Kathy Shaidle has had several posts relating to forced conversion and in the update of one mentions Caption Ed of Captains Quarters post on this issue.
UPDATE: and with all due respect to the usually right headed Captain Ed: you have it completely backwards. Perhaps you haven’t heard the famous expression "the seed of the Church is the blood of the martyrs." And frankly, I suspect that David Warren knows much more about the early history of Church than you have forgotten, and read about it in Greek and Latin primary sources…
She also posts from the Magic Statistics blog:
"Captain Ed’s implicit equivalence between martyrdom and ‘mindlessly dying’ is, to put it mildly, problematic. As far as I’m aware, no Christian suffered martyrdom without considering whether the situation warranted such a sacrifice. Indeed, Jesus himself warned all who would follow him to give careful thought to possible consequences of so doing. (See St Luke 14:25-33 and St Matthew 8:18-22.)
"As a matter of fact, Christians were indeed subject to sudden and often apparently random attacks, both from Roman governing authorities and town mobs. Many were martyred in just such circumstances. Sporadic but widespread official anti-Christian persecutions during the first three centuries AD resulted in the deaths of countless thousands of ordinary Christians. Surely Ed has heard of the men, women, and children thrown to the lions simply for refusing to deny Christ?"

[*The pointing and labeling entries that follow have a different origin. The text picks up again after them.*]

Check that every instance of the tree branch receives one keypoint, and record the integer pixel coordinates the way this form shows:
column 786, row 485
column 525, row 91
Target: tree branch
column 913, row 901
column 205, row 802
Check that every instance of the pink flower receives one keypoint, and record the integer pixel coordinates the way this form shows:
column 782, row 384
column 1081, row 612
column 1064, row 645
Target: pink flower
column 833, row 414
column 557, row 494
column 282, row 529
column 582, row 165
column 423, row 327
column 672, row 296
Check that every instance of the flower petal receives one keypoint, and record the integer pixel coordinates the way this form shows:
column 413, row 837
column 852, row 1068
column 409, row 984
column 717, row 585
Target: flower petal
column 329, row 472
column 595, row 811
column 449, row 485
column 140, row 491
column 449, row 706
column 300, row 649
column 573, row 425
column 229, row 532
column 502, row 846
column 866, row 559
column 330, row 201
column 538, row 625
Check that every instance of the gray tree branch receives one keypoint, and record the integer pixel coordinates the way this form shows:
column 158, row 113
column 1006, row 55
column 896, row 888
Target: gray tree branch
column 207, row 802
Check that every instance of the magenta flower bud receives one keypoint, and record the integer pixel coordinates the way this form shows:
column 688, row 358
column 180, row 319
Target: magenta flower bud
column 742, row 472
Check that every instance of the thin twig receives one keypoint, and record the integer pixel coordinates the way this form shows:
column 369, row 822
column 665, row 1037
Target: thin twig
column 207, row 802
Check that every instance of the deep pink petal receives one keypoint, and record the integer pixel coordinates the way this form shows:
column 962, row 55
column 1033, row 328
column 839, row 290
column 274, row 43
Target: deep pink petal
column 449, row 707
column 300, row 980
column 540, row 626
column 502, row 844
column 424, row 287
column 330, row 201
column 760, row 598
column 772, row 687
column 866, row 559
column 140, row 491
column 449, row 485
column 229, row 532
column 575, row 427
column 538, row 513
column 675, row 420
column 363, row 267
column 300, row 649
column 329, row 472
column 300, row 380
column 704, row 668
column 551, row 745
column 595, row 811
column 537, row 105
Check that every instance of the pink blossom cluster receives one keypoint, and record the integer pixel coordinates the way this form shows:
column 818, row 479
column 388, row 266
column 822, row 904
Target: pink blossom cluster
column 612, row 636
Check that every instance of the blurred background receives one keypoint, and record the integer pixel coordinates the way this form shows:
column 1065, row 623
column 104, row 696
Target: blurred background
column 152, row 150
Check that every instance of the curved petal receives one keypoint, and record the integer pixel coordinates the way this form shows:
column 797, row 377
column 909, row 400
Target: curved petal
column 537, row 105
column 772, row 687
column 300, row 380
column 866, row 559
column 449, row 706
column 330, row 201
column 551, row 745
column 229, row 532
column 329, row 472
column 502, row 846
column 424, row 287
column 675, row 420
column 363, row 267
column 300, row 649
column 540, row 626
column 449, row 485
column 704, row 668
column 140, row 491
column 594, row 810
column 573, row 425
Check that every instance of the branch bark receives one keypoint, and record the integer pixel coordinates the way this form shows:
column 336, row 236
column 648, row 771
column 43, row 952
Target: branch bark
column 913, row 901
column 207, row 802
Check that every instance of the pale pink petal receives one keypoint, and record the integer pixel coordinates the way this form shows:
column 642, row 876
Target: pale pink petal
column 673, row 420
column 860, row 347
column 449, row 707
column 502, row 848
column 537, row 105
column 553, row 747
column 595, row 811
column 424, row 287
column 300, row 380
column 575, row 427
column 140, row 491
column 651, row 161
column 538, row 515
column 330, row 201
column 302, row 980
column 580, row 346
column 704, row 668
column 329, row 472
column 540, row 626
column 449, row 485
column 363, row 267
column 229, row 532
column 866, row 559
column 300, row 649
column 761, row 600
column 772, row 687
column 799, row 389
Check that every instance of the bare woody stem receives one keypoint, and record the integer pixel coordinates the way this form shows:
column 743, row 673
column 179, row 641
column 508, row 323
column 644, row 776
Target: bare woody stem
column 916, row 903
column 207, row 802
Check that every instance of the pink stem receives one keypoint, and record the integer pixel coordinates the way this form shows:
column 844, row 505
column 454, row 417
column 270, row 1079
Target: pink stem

I have been a consistent reader of Captain’s Quarters for over three years and have been usually pleased by what Captain Ed had to say when he would post on matters relating to Catholicism. This though was not one of them. Especially wrong-headed was his saying "Christianity did not survive because of martyrdom; it survived despite it, and the martyrs prepared themselves for the task." "…who argues that religious fanaticism must be fought with more religious fanaticism." and "not by mindlessly dying for Christianity." This to me seems to be a slander of the martyrs and a relativistic equivocation between giving all for Christ and true fanaticism.
I certainly doubt that Saint Thomas More saw himself as mindlessly dying. He certainly did not run towards it and did what he could to avoid it, but he would not betray his conscience to be let go. To play along and sign a document so that he may go home. Most Catholics when reading stories of the martyrs wonder how they would react in the same situation. If he would have had Captain Ed as a counselor and took his advice he would have betrayed his own conscience and there would likely be no St. Thomas More. St. Thomas More is someone Captain Ed has called one of his heroes so there seems to be some confusion in his own thought.
Many Catholics when reading stories of the martyrs wonder how they would react in the same situation. We can easily imagine our own weakness when facing a convert or die situation. What we can’t usually imagine though is the grace that God gives those martyrs in these situations. It is not just a matter of preparedness, unless you see growth in holiness as preparedness.
Jimmy Akin previously took up this topic of martyrdom and with his usual skill writes on The Martyr’s Dilemma.